In an April 27, 1999 article entitled "Microsoft's Flawed Linux vs. NT Shootout," Salon presented a biased report with innuendos impugning my honesty and Mindcraft's reputation. We want to set the record straight with this rebuttal. Unfortunately, it takes more words to right a wrong than it does to make someone look wrong, so please bear with me.

What's Right

Mr. Leonard had several points right in his article:

 
  • Our tests did find that Windows NT Server is "2.5 times faster than Linux as a file server and 3.7 times faster as a Web server" as he states.

  • Mindcraft did the tests stated in the article under contract with Microsoft and we did them in a Microsoft lab. We couldn't divulge where the tests were being done because we were under a non-disclosure agreement at the time.

    Many have tried to imply that something is wrong with Mindcraft's tests because they were done in a Microsoft lab. You should know that Mindcraft verified the clients were set up as we documented in our report and that Mindcraft, not Microsoft, loaded the server software and tuned it as documented in our report. In essence, we took over the lab we were using and verified it was set up fairly.

  • Mindcraft did conduct a second test with support from Linus Torvalds, Alan Cox, Jeremy Allison, Dean Gaudet, and David Miller. Andrew Tridgell provided only one piece of input before he left on vacation. Mindcraft received excellent support from these leading members of the Linux, Samba, and Apache communities. I thank them for their help and very much appreciate it.

  • The response from the Linux community was more than convulsions. It was net rage.

  • Will did post a request for tuning information. He got one response telling him to use FreeBSD if he wanted a high-speed Web server for static files. Will is not a Mindcraft employee. He is someone who did a posting to a newsgroup about Linux on the system we were going to use for testing. He wanted to remain as anonymous as possible because he didn't want to get a ton of flamming email (based on the email Mindcraft has received, his expectation was underestimated). I see no need to reveal who he is now because his worst nightmare will come true and because he had nothing to do with our test.

 

What's Wrong

Unfortunately, Mr. Leonard did not contact Mindcraft to get information from us. I was at Microsoft conducting the second test of Linux and Windows NT Server myself and was difficult to reach. When I called Mr. Leonard back, he was not in and I left a message. There was no intension to duck his questions as one might infer from his article. The following points will give you the other side of his story.

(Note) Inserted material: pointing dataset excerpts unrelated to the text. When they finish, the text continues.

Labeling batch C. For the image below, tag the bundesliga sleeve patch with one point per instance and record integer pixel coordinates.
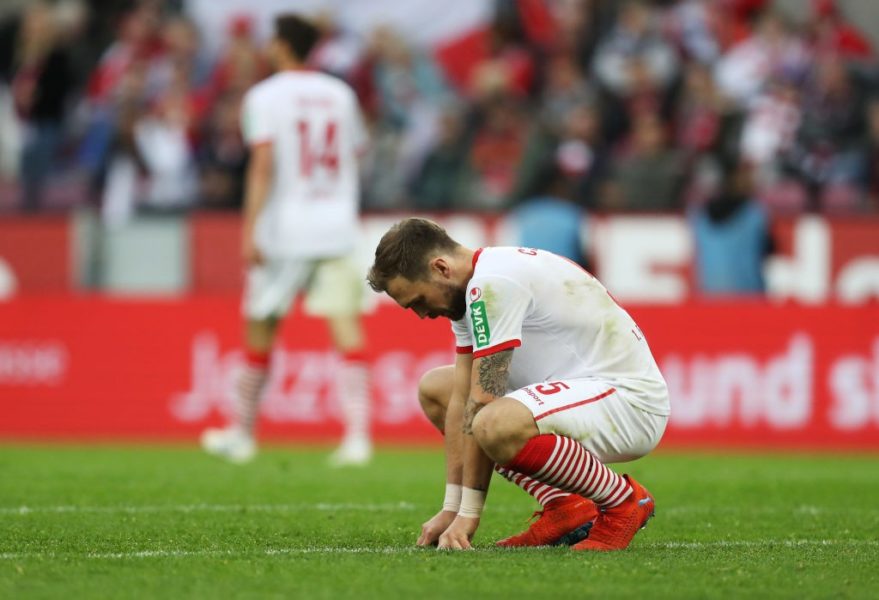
(479, 318)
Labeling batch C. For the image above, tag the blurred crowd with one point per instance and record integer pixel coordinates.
(600, 105)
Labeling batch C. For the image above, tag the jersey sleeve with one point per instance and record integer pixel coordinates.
(497, 309)
(463, 343)
(256, 123)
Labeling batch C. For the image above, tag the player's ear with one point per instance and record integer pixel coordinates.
(440, 266)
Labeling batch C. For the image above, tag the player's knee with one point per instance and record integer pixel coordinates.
(488, 428)
(432, 398)
(501, 430)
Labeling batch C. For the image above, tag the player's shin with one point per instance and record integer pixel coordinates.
(564, 463)
(543, 493)
(248, 390)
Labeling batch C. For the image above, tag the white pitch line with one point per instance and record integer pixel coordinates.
(401, 550)
(187, 508)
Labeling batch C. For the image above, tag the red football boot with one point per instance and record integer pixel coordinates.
(563, 521)
(615, 527)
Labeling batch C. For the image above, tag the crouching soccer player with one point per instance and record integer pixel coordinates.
(552, 380)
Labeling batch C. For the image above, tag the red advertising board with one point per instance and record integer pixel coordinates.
(740, 374)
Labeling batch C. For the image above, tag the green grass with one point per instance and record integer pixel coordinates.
(127, 522)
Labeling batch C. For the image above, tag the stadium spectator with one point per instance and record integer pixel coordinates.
(731, 237)
(410, 93)
(37, 70)
(743, 71)
(828, 143)
(832, 34)
(649, 176)
(240, 63)
(872, 154)
(495, 153)
(552, 221)
(442, 180)
(726, 76)
(222, 156)
(633, 52)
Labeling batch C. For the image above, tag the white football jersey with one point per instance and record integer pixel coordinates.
(562, 323)
(313, 122)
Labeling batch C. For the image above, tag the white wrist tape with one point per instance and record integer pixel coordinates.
(472, 502)
(452, 501)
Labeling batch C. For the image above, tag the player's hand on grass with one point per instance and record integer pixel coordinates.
(432, 529)
(459, 534)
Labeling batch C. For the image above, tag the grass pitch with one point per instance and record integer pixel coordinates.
(133, 522)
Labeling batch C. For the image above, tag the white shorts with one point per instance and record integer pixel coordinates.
(596, 414)
(333, 287)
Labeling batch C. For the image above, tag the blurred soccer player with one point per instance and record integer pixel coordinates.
(300, 225)
(552, 380)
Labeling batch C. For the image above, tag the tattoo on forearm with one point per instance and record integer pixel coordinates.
(494, 371)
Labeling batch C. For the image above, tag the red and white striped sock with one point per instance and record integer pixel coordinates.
(564, 463)
(248, 390)
(354, 397)
(541, 492)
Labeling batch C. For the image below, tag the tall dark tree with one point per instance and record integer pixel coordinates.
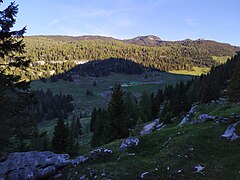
(117, 125)
(60, 137)
(234, 84)
(14, 96)
(130, 111)
(145, 107)
(93, 119)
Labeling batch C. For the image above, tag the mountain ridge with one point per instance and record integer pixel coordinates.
(139, 40)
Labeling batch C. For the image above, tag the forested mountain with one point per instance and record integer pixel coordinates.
(56, 54)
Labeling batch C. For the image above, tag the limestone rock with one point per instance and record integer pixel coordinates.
(79, 160)
(99, 153)
(129, 142)
(230, 132)
(150, 127)
(32, 165)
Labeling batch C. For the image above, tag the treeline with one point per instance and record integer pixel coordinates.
(49, 106)
(220, 78)
(51, 56)
(100, 68)
(125, 113)
(105, 67)
(221, 81)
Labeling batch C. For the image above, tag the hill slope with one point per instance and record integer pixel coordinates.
(57, 54)
(172, 153)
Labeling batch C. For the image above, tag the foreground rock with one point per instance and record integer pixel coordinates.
(129, 142)
(41, 165)
(99, 153)
(32, 165)
(230, 132)
(79, 160)
(150, 127)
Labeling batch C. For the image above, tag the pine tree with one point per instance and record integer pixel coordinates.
(117, 125)
(145, 107)
(234, 84)
(60, 137)
(14, 96)
(130, 112)
(93, 119)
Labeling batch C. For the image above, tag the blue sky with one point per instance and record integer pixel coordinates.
(169, 19)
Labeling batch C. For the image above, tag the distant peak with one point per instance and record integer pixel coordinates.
(145, 40)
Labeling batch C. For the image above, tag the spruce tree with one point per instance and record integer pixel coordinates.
(93, 119)
(60, 137)
(14, 96)
(117, 125)
(234, 84)
(145, 107)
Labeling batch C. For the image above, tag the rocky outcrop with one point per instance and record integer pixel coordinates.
(230, 132)
(150, 127)
(186, 118)
(129, 142)
(32, 165)
(99, 153)
(40, 165)
(79, 160)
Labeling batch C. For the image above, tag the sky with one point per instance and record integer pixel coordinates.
(168, 19)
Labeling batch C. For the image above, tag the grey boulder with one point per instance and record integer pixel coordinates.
(129, 142)
(32, 165)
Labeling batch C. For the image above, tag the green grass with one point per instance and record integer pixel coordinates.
(170, 147)
(214, 109)
(197, 71)
(221, 59)
(85, 104)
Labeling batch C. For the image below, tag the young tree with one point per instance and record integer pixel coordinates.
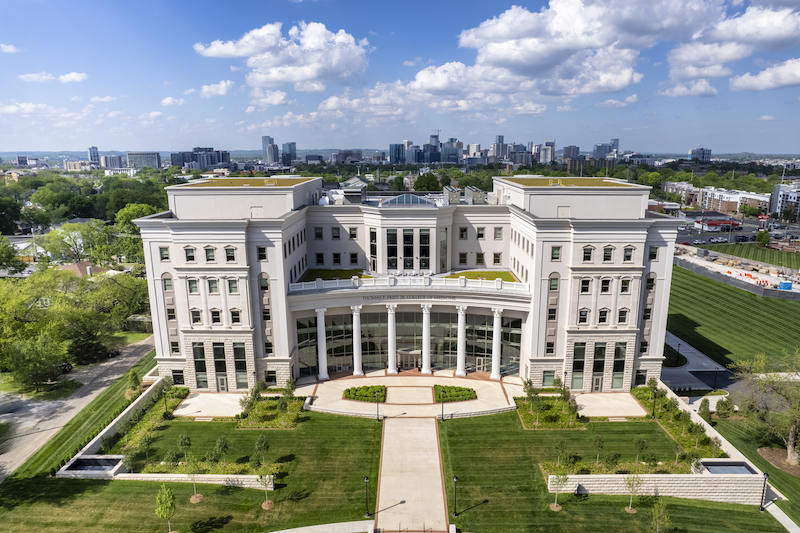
(165, 505)
(633, 482)
(599, 443)
(184, 443)
(658, 516)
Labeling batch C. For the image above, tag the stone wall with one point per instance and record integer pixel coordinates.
(746, 489)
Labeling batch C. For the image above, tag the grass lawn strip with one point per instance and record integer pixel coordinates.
(501, 488)
(721, 321)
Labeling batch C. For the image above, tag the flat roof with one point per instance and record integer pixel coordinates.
(247, 182)
(545, 181)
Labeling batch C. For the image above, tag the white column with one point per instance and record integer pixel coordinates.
(426, 338)
(322, 348)
(357, 366)
(392, 365)
(461, 354)
(496, 336)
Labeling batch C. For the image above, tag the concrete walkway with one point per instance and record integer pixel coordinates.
(411, 487)
(33, 422)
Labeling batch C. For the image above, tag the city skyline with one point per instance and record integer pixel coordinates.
(667, 77)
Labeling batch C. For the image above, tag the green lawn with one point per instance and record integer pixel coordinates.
(47, 392)
(756, 253)
(485, 274)
(729, 324)
(501, 489)
(748, 443)
(325, 459)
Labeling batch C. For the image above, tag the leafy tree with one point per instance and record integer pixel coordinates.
(165, 505)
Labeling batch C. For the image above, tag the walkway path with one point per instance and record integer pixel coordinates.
(411, 487)
(33, 422)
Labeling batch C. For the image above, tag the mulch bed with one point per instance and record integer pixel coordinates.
(777, 458)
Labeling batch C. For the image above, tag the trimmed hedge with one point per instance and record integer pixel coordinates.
(453, 394)
(366, 394)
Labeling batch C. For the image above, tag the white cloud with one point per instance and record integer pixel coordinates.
(172, 101)
(216, 89)
(73, 76)
(786, 74)
(310, 57)
(38, 77)
(692, 88)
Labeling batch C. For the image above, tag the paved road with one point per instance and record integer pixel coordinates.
(35, 422)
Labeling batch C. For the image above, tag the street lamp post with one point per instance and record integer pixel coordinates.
(455, 496)
(366, 494)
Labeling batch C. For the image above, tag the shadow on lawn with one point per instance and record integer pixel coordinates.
(685, 329)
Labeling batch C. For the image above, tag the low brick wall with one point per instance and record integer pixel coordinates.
(729, 488)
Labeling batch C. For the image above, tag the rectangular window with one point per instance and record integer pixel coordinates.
(627, 254)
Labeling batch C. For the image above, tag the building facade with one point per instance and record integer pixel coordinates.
(589, 304)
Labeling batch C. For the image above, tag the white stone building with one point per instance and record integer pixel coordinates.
(225, 263)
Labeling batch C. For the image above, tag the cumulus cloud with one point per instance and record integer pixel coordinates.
(37, 77)
(73, 77)
(172, 101)
(786, 74)
(692, 88)
(310, 56)
(216, 89)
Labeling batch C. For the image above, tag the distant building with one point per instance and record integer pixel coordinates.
(140, 160)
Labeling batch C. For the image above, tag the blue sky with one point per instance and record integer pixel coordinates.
(660, 75)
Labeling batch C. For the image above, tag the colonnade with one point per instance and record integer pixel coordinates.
(461, 350)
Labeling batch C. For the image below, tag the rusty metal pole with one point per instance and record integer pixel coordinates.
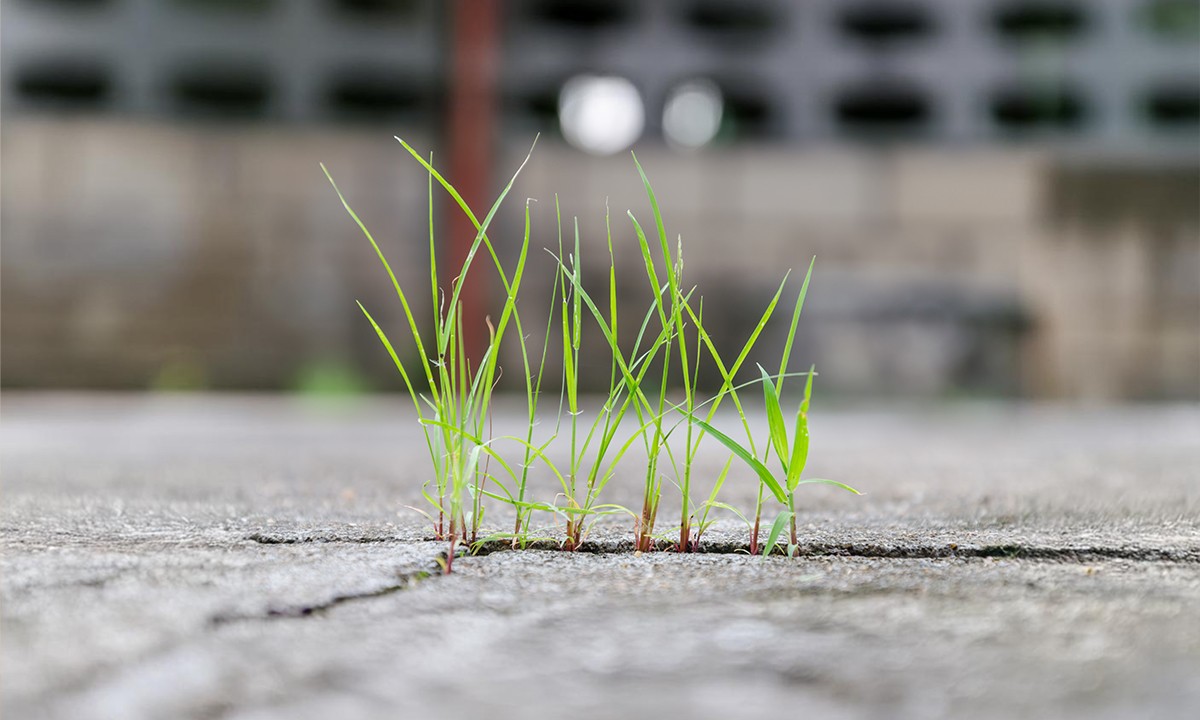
(474, 58)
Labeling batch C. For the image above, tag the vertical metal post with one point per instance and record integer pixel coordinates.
(472, 124)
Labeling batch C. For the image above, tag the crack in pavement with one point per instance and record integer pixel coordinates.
(861, 550)
(405, 581)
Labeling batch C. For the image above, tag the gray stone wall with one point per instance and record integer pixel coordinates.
(144, 253)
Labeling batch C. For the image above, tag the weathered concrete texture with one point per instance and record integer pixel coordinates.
(250, 558)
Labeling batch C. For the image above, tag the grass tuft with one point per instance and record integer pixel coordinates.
(453, 396)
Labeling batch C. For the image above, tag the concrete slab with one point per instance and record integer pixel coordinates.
(250, 557)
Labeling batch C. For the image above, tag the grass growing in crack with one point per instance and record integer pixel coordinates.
(453, 396)
(455, 412)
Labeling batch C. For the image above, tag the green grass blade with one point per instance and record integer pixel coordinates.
(777, 529)
(801, 445)
(796, 321)
(744, 455)
(774, 418)
(823, 481)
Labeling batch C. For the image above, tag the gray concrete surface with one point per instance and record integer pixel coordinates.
(250, 557)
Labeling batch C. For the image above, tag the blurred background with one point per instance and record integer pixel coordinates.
(1003, 195)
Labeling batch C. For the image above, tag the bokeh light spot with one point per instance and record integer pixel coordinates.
(600, 114)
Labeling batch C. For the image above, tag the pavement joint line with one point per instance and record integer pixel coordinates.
(861, 550)
(405, 582)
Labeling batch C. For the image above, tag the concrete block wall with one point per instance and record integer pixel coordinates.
(132, 250)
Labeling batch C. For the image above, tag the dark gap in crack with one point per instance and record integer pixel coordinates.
(862, 550)
(875, 550)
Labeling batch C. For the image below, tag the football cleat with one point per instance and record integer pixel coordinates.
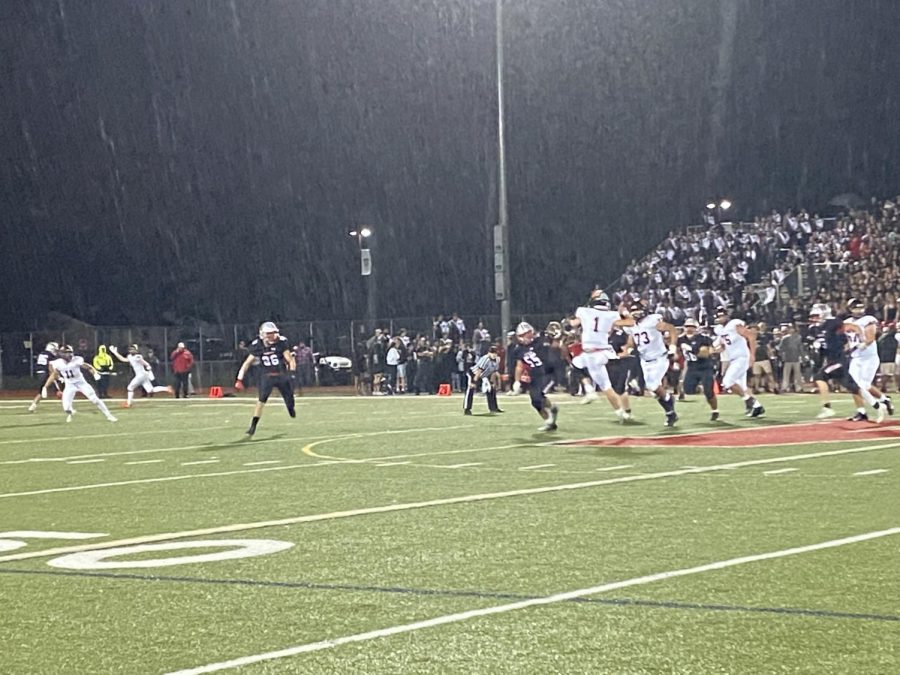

  • We did not make any posting under false pretences as Mr. Leonard states. Given the anti-Microsoft sentiments in the Linux community, what kind of response do you think we would have received if we said we were benchmarking Linux and Windows NT Server under contract with Microsoft? Take another look at a small part of the net rage e-mail we did receive. A search for Mindcraft at dejanews yielded 764 postings since we published our report. All that doing what Mr. Leonard suggested would have done is to start the net rage and newsgroup postings earlier.

  • For our second test, as Mr. Leonard points out, we sought the tuning suggestions of the people in the Linux community who should really know the answers including Linus Torvalds. But his attribution to Linus that "...but [Mindcraft] isn't giving him the info he needs to do the job right," is wrong.

    All of the Linux experts helping us knew the exact configuration of the system we were testing and knew the benchmarks we were running. The NetBench and WebBench benchmarks are readily available on the Web for free and are probably some of the best documented benchmarks available. We withheld no technical details from him or the other Linux experts.

    Jeremy Allison directly contradicts Mr. Leondard's attribution in a Linux Today article when he says "...I can confirm that we have reproduced Mindcraft's NT server numbers here in our lab." Clearly, Jeremy was tracking what we were doing and we provided him with the information needed to reproduce our tests.

    We exchanged several emails with the Linux experts supporting us and they made suggestions on tunes for Linux, Apache, and Samba. They also provided a kernel patch that was not readily available. We applied all tunes they suggested and the kernel patch. Here are some of the things that happened:

    • Red Hat provided version 1.0 of the MegaRAID driver during our tests and we used it, even though it meant retesting.

    • We sent out our Apache and Samba configuration files for review and received approval of them before we tested. (We actually got better performance in Apache when we made some changes to the approved configuration file on our own).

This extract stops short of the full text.